The Tea Partiers were plenty willing to go at GOP. Lou Martorelli — an upstate New Yorker in a tie-dyed shirt holding a sign that read “I’m not a serf I am a born free American”— said that he’d volunteered in 2010 for congressional candidate Nan Hayworth, but complained that after winning office she became “an establishment Republican.” He didn’t vote for her in 2012, when she became one of 10 freshman Republicans to lose reelection bids.

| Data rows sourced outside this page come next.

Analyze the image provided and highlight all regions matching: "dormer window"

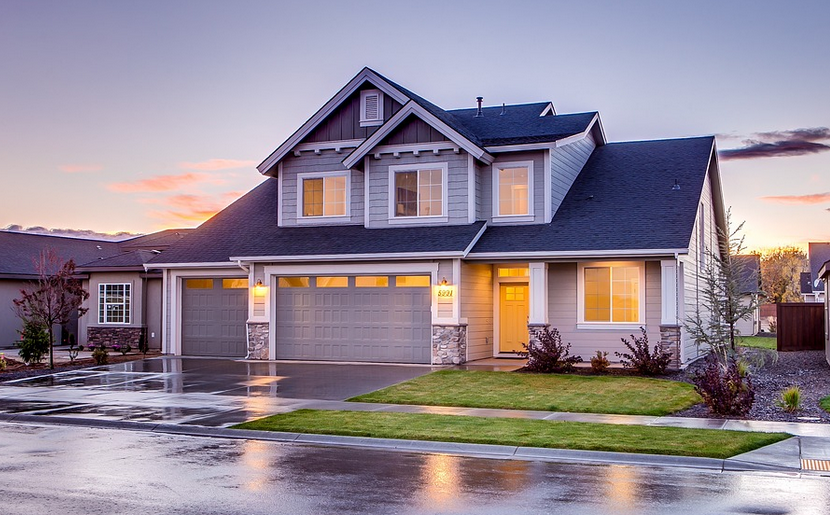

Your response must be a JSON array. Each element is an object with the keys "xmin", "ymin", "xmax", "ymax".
[{"xmin": 360, "ymin": 89, "xmax": 383, "ymax": 127}]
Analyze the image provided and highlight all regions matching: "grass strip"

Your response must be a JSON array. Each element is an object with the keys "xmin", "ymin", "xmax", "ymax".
[
  {"xmin": 349, "ymin": 370, "xmax": 701, "ymax": 416},
  {"xmin": 233, "ymin": 410, "xmax": 790, "ymax": 458}
]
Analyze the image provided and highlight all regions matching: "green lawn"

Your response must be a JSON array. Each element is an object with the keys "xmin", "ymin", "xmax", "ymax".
[
  {"xmin": 738, "ymin": 336, "xmax": 778, "ymax": 350},
  {"xmin": 349, "ymin": 370, "xmax": 701, "ymax": 415},
  {"xmin": 234, "ymin": 410, "xmax": 789, "ymax": 458}
]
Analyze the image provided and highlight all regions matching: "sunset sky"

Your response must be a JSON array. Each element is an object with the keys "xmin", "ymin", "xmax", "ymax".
[{"xmin": 0, "ymin": 0, "xmax": 830, "ymax": 248}]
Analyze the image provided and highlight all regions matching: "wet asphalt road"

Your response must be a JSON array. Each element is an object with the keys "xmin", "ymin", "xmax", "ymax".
[{"xmin": 0, "ymin": 423, "xmax": 830, "ymax": 515}]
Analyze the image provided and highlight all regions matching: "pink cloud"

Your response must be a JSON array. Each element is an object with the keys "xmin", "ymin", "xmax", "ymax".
[
  {"xmin": 761, "ymin": 192, "xmax": 830, "ymax": 204},
  {"xmin": 178, "ymin": 159, "xmax": 257, "ymax": 172},
  {"xmin": 58, "ymin": 165, "xmax": 104, "ymax": 173},
  {"xmin": 107, "ymin": 172, "xmax": 224, "ymax": 193}
]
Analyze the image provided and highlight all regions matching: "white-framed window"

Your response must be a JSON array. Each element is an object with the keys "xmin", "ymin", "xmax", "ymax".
[
  {"xmin": 297, "ymin": 171, "xmax": 350, "ymax": 218},
  {"xmin": 360, "ymin": 89, "xmax": 383, "ymax": 127},
  {"xmin": 98, "ymin": 283, "xmax": 131, "ymax": 324},
  {"xmin": 493, "ymin": 161, "xmax": 533, "ymax": 221},
  {"xmin": 389, "ymin": 163, "xmax": 447, "ymax": 223},
  {"xmin": 577, "ymin": 262, "xmax": 645, "ymax": 328}
]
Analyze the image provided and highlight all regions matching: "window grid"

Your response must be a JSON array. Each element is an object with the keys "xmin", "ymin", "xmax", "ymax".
[{"xmin": 98, "ymin": 283, "xmax": 130, "ymax": 324}]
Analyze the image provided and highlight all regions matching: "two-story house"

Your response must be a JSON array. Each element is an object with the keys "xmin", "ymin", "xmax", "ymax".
[{"xmin": 150, "ymin": 68, "xmax": 724, "ymax": 365}]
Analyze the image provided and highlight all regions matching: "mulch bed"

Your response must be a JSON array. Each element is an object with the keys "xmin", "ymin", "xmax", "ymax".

Hayworth was hardly the only Republican who’d disappointed attendees. John Boehner was the subject of scorn from countless signs, including one displaying the pair of testicles that “Odumbo” had taken from him. Mark and Cheryl Griffin traveled from Fort Pierce, Florida to register their discontent with Marco Rubio, who they’d ardently supported just three years ago when he was an insurgent Tea Party conservative facing an uphill battle in a U.S. Senate primary. But now that Rubio has joined the bipartisan “Gang of Eight” working on immigration reform, the Griffins say they feel betrayed by the man they simply call “Marco.” Mark said Marco disappointed him first by embracing what he called “amnesty” for undocumented immigrants, and again when the first-term senator credited Democratic colleagues Chuck Schumer and Dick Durbin with having “the best interests of the country at heart.”
But for all the disappointment with Republicans, the real villains on Wednesday were Barack Obama and the Democrats. On stage, Rep Steve King (R-IA) declared that, in the Obama administration, “Big Brother is a lot creepier than George Orwell thought it would ever get” to a crowd filled with signs and shirts bearing slogans and images comparing the president to villains from the Gestapo to Darth Vader.
One woman, Linda Krone of Cumberland, Maryland held a sign proclaiming: “Next time . . . elect an American.” The sign, she explained, was about Obama “acting un-American,” and replacing “We the People” with “I The Government.”
While most of the nearly 50 speakers at the event were allotted just a few minutes, before being played off by loud recordings of upbeat country music, former Fox talker Glenn Beck was treated like a rock star, greeted with applause and a chant of “Beck, Beck, Beck” when he was glimpsed walking through the early arrivals and entering the staging area before the rally began. Later, he spoke for about 45 minutes, citing Martin Luther King Jr., while explaining the urgent need to stop the immigration reform bill making its way through the senate and to close the Mexican border to prevent the continued smuggling of “sex slaves” into the states.
The Tea Party is coming back, Beck declared, but the rally had a nostalgic feel. Many attendees were wearing shirts from past rallies, as if the 9/12 rally in 2009 was the political equivalent of the Tunnel of Love Express. But in the aftermath of the 2012 election, it seemed harder to keep the music going. “Well, I guess we can’t get Obama out” said Craig Daniel of Polly’s Island, South Carolina, who said he was there to express his outrage about “government corruption.”
But there was still some hope in the crowd. Eventually the sun broke through clouds and, as countless speakers reminded attendees, 2014 is coming.